Crise de confiance entre Sonko et la justice sénégalaise
Conseil des ministres : Ousmane Sonko pointe du doigt les blocages judiciaires au Sénégal
Lors de la réunion hebdomadaire du Conseil des ministres tenue ce jeudi, le Premier ministre Ousmane Sonko a exprimé une frustration croissante face aux lenteurs procédurales qui entravent le traitement des dossiers judiciaires liés à la gestion des fonds publics. Une intervention marquée par une volonté affichée de transparence de la part du gouvernement.
Un système judiciaire sous le feu des critiques
Dans une allocution directe, Ousmane Sonko a interpellé la ministre de la Justice Yassine Fall, soulignant l’inefficacité du système judiciaire dans le traitement des affaires de détournement présumé de ressources publiques. « Nous assistons à une situation où l’argent public est détourné sans que justice ne soit rendue, alimentant un sentiment d’impunité », a-t-il déclaré.
Le chef du gouvernement a également pointé du doigt l’absence de célérité dans l’examen des dossiers sensibles, évoquant des blocages structurels qui ralentissent les procédures. Pour lui, ces dysfonctionnements sapent la crédibilité des institutions et minent la confiance des citoyens dans l’action publique.
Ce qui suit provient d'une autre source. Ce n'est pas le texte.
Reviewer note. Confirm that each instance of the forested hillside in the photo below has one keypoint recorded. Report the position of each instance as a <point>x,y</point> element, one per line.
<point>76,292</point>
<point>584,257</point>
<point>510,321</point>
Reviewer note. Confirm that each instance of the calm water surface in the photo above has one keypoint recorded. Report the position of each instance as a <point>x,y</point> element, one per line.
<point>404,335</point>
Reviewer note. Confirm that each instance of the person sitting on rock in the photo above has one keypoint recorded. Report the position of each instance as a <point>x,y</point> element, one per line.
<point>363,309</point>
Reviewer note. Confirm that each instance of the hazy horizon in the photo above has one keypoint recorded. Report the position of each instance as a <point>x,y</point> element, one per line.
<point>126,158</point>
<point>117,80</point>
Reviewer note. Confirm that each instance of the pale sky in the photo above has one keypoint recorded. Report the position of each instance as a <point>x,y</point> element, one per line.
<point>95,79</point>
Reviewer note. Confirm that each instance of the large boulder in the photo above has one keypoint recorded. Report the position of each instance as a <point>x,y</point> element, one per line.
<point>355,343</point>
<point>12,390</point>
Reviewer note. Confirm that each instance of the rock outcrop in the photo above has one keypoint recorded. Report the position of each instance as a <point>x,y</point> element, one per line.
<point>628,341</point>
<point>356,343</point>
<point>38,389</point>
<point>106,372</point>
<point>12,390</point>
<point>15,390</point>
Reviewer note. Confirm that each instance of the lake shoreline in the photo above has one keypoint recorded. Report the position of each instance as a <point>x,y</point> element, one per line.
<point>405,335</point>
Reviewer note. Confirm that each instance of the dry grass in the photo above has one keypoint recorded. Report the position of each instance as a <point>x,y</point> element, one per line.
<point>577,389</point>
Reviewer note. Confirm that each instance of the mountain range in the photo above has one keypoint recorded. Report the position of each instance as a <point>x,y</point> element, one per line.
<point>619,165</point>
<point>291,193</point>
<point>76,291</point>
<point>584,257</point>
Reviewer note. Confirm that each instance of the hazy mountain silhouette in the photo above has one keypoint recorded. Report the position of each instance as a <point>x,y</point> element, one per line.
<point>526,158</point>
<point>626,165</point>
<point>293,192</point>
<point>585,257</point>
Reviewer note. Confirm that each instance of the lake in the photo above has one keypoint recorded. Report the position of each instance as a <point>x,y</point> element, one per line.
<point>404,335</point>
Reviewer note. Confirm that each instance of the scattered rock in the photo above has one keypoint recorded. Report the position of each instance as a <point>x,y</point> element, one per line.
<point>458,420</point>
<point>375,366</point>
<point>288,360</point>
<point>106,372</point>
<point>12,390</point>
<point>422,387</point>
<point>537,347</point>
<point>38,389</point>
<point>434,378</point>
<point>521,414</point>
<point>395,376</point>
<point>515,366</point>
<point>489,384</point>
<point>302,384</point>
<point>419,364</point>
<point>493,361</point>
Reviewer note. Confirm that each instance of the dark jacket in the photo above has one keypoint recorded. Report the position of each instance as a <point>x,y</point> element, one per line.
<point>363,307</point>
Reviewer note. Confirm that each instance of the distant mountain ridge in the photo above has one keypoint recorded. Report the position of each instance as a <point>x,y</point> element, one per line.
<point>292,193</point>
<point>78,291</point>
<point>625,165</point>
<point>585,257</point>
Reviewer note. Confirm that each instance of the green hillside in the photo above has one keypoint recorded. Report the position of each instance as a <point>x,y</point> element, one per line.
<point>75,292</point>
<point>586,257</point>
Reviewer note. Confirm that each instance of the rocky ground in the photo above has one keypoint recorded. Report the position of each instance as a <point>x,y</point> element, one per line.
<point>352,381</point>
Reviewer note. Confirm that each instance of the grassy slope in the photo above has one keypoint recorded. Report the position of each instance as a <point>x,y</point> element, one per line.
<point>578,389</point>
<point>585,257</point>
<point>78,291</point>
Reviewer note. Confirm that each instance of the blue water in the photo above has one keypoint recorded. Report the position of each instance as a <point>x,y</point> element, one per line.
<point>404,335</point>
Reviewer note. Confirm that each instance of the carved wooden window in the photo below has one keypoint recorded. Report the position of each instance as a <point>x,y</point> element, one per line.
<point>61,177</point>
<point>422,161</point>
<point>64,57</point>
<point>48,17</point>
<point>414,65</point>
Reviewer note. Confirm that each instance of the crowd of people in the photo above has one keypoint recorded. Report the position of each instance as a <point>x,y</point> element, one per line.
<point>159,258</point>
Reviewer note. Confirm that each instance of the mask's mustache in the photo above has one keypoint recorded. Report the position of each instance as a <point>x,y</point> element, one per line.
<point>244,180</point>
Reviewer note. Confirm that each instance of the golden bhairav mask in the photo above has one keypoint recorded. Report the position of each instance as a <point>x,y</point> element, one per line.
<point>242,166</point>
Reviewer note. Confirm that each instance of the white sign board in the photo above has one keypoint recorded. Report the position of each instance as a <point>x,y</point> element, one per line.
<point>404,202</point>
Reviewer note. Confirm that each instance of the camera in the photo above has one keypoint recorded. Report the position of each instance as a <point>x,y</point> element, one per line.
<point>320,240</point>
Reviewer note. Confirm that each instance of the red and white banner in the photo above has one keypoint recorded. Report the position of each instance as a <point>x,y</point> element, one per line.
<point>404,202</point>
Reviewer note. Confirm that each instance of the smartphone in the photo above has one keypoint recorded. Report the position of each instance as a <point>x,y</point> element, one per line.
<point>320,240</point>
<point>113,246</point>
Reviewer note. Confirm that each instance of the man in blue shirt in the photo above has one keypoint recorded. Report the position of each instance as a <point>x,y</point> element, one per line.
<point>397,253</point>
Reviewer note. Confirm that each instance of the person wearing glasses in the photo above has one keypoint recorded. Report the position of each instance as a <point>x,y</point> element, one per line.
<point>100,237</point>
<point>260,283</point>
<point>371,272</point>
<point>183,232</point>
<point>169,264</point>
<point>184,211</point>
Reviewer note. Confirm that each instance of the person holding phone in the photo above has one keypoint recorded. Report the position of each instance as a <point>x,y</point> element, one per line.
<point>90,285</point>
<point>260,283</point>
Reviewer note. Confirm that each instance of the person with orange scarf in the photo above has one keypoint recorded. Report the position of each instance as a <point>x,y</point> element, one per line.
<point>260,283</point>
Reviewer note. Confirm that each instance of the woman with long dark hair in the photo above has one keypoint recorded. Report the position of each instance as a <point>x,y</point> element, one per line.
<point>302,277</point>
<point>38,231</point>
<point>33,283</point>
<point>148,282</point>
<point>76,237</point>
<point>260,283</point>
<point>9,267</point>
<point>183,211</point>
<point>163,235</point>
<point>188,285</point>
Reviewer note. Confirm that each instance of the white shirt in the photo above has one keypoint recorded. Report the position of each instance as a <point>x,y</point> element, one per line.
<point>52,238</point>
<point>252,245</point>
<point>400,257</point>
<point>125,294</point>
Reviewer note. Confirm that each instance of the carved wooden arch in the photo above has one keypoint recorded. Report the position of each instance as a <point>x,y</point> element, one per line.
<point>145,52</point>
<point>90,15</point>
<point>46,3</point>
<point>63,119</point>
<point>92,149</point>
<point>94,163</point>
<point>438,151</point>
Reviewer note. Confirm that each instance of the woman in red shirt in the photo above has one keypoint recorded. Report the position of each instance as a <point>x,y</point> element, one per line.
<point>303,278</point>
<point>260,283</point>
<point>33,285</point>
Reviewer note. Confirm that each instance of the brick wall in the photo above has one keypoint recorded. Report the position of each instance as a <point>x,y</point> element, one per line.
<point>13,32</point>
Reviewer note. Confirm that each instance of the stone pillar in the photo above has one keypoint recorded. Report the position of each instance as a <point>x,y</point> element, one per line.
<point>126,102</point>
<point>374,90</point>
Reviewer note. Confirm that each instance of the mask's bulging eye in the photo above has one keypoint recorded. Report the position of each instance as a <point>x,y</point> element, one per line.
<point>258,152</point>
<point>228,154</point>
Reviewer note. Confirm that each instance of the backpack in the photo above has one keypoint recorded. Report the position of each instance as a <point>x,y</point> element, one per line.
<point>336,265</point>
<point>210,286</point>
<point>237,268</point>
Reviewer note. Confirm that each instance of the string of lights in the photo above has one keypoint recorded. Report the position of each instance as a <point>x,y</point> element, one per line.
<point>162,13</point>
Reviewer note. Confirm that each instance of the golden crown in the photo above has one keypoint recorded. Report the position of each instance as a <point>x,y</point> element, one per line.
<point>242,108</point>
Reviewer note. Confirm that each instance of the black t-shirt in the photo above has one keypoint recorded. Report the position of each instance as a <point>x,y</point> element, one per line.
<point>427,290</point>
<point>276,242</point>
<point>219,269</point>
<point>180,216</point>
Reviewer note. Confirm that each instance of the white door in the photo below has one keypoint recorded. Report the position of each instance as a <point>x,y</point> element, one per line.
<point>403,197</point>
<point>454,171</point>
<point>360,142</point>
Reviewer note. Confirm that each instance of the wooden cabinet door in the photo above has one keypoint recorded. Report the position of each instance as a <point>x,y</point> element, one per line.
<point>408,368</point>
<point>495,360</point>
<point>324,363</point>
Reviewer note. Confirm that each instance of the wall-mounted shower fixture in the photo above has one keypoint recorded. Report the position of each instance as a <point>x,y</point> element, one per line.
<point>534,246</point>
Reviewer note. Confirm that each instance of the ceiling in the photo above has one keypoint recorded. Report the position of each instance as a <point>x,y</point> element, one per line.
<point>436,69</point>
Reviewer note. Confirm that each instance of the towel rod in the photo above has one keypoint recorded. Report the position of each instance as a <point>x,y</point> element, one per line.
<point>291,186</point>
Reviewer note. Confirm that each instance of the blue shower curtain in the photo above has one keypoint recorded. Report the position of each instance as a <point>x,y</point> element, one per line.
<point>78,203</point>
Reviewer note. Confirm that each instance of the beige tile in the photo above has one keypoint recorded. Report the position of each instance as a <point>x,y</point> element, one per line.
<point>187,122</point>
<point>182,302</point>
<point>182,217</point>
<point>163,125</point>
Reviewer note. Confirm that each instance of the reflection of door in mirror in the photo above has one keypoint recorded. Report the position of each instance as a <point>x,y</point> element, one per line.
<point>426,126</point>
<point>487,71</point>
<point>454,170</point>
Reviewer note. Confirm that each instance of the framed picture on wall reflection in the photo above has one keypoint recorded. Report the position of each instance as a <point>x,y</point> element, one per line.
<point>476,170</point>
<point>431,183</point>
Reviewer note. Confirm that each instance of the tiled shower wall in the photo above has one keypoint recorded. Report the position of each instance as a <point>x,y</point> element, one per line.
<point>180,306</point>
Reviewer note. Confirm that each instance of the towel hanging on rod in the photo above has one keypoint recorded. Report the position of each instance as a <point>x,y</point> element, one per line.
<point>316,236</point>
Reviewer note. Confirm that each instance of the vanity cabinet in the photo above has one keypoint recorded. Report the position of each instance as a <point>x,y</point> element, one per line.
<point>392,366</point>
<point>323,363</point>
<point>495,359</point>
Yassine Fall défend les efforts du ministère
En réponse, la ministre de la Justice a réaffirmé l’engagement de son département à accélérer le traitement des affaires en cours. « Nous travaillons sans relâche pour faire avancer les procédures, malgré les contraintes administratives et logistiques », a-t-elle assuré. Elle a rappelé que les services judiciaires poursuivent leurs investigations lorsque les preuves sont suffisantes.
Cependant, Ousmane Sonko a maintenu la pression, exigeant une transparence accrue dans le suivi des dossiers et une accélération des enquêtes. Pour lui, la reddition des comptes est un impératif catégorique pour restaurer la légitimité de l’État.
Vers une justice plus réactive ?
En conclusion de son intervention, le Premier ministre a réitéré que les affaires judiciaires relèvent de l’intérêt général et doivent être traitées avec rigueur et rapidité. « La justice doit être un pilier de notre action, car elle incarne la lutte contre la corruption et garantit l’équité pour tous », a-t-il insisté.
Cette déclaration s’inscrit dans un contexte où le gouvernement du Sénégal multiplie les initiatives pour renforcer la transparence et la bonne gouvernance, tout en répondant aux attentes citoyennes.